“You didn’t tell her, right?” Hayden’s voice rose.
“I promised you I wouldn’t.”
Hayden stared out through the windshield.
“Did you always know?” he asked. “That you were bi?”
Nick sighed. Hayden was avoiding the question, but pushing it would lead to shouting or sulking. “No. Maybe. But not really. Your mom and I were your age when we met, and then my dad died. There was a lot of growing up and a lot of figuring stuff out happening very fast.” But two could play this game. “Did you always know?”
Hayden smirked. “Yup.”
Nick winced. All those years. How had they not seen it? And why had Hayden felt he needed to keep it a secret?
“You’re not—are you—is there anyone who—” They pulled into the school lot, and Nick could have kicked himself for bringing this up when they had so little time left.
“Am I blowing guys in the locker room?”
Nick winced, and Hayden laughed as he pulled his backpack up from the floor.
“Just be careful, okay? I don’t want you doing anything you’ll regret.”
A mean-eyed boy with too many piercings knocked on the passenger side window, making them both jump.

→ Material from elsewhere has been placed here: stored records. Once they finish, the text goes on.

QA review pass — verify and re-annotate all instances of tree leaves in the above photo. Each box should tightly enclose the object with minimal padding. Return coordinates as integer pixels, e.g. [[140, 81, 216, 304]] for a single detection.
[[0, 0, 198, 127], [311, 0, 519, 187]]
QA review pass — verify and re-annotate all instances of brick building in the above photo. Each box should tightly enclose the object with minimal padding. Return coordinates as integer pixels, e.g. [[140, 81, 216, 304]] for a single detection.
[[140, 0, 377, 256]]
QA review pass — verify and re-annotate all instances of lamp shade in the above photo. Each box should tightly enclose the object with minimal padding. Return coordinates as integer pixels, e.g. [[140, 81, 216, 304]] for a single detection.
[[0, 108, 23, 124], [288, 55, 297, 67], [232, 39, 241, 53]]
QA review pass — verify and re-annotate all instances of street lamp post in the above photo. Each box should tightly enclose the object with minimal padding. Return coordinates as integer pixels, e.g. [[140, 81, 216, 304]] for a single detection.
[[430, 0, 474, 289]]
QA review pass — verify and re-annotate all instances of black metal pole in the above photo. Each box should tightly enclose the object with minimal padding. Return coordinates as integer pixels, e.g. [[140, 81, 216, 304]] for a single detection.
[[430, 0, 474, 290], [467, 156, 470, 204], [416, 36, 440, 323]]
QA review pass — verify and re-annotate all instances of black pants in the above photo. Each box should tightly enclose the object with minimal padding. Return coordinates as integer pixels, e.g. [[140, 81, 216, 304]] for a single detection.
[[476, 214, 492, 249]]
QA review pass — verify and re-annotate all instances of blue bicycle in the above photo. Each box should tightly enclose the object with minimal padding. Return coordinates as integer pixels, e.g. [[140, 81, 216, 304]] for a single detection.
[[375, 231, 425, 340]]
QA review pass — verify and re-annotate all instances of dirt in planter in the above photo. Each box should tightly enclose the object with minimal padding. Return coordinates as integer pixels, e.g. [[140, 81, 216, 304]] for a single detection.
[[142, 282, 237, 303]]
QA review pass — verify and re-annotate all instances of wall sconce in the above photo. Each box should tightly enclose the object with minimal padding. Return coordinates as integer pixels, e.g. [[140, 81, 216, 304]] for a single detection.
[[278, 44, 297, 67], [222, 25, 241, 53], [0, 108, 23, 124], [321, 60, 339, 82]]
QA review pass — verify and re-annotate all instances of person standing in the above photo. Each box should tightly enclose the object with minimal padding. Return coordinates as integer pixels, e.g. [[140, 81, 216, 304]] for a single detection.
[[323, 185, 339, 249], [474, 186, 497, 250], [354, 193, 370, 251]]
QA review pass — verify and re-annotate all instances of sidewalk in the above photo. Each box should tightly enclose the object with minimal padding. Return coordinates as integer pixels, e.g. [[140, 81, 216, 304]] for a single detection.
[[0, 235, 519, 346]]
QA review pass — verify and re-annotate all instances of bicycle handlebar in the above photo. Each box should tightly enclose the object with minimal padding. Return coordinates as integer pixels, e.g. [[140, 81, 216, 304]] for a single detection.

“That’s Carson. I have to go.”
“Hayden—”
But Hayden was already getting out of the car without so much as a look back.
* * *
It turned out the combination of bone-deep anger and gut-twisting nerves led to a kind of nauseated numbness, which was what Oliver was feeling by the time he got to the shop the next morning. Twice he’d gone to his phone to text Cooper and tell him to forget it. Twice, he’d bailed because Cooper didn’t deserve the satisfaction of knowing how much he’d rattled Oliver. Cooper had always been an expert in reading people. Handy when they worked together. Not so much when he was appearing unannounced in the middle of the night like something out of a horror movie.
The shop was dead, which would have been frustrating. Today, it was irritating, but also convenient because it gave Oliver room to pace. The extra-large black coffee he’d picked up didn’t help. After so many months off caffeine—with the exception of the other day at the diner—trying to walk his talk with the shop, it hit him like a truck. For a moment, he was worried he was having heart palpitations. Cardiac arrest would solve a lot of problems.
By nine forty-five, he was back to angry, and the twitching was under control. The second part was good; the first was a problem. He hadn’t handled things well the night before. It gave Cooper the advantage. In fact, Cooper had the upper hand since the moment he announced he wasn’t moving to Seacroft with Oliver. Showing up without warning was a continuation.
The door opened at nine-fifty because Cooper would never be late for anything. His face was like cold water down Oliver’s spine, which helped solidify his position at least.
“Hey.” Cooper smiled.
Oliver swallowed hard. That smile had been for him once. Ten years of memories with that smile, and Oliver would be lying his ass off if he said it didn’t affect him. But the ten months of distance between them now meant the smile couldn’t mean anything anymore. “Hi.”
Cooper was polished and perfect because he’d never let himself be anything else. The closet in their condo had been half the size of their bedroom, wall-to-wall with designer suits, shoes, and so many ties Oliver had once joked Cooper could go a year without wearing the same one twice. This morning, Cooper was in his weekend chic mode, despite it being Tuesday. Checkered shirt rolled up to his elbows, flat front chinos. The ostrich-skin belt was new. “Thanks for seeing me. You look good.”
By comparison, Oliver had gone for his deepest, most committed hipster casual. Worn T-shirt, torn jeans. He’d left his hair down.
This was who they were now. Oliver was where they had planned to be, and Cooper—clean-shaven, his hair perfectly styled—was where they had once been. For all of Cooper’s perfect exterior, Oliver didn’t want him anymore.
He wanted Nick.
“What are you doing here?”
Cooper smiled, green eyes scanning the store. Oliver knew what those eyes looked like after sixteen hours at the office. Or right after Cooper had just had the best orgasm of his life.
“I like the layout. I thought you were going to put the fridge by the door.”
“Old breaker. It kept blowing. There’s a short in the building somewhere.” That had taken a month to give up on. By the time Oliver finally admitted the fridge wasn’t going to go where he’d planned, even the electrician had stopped charging him to come try to find the source of the problem.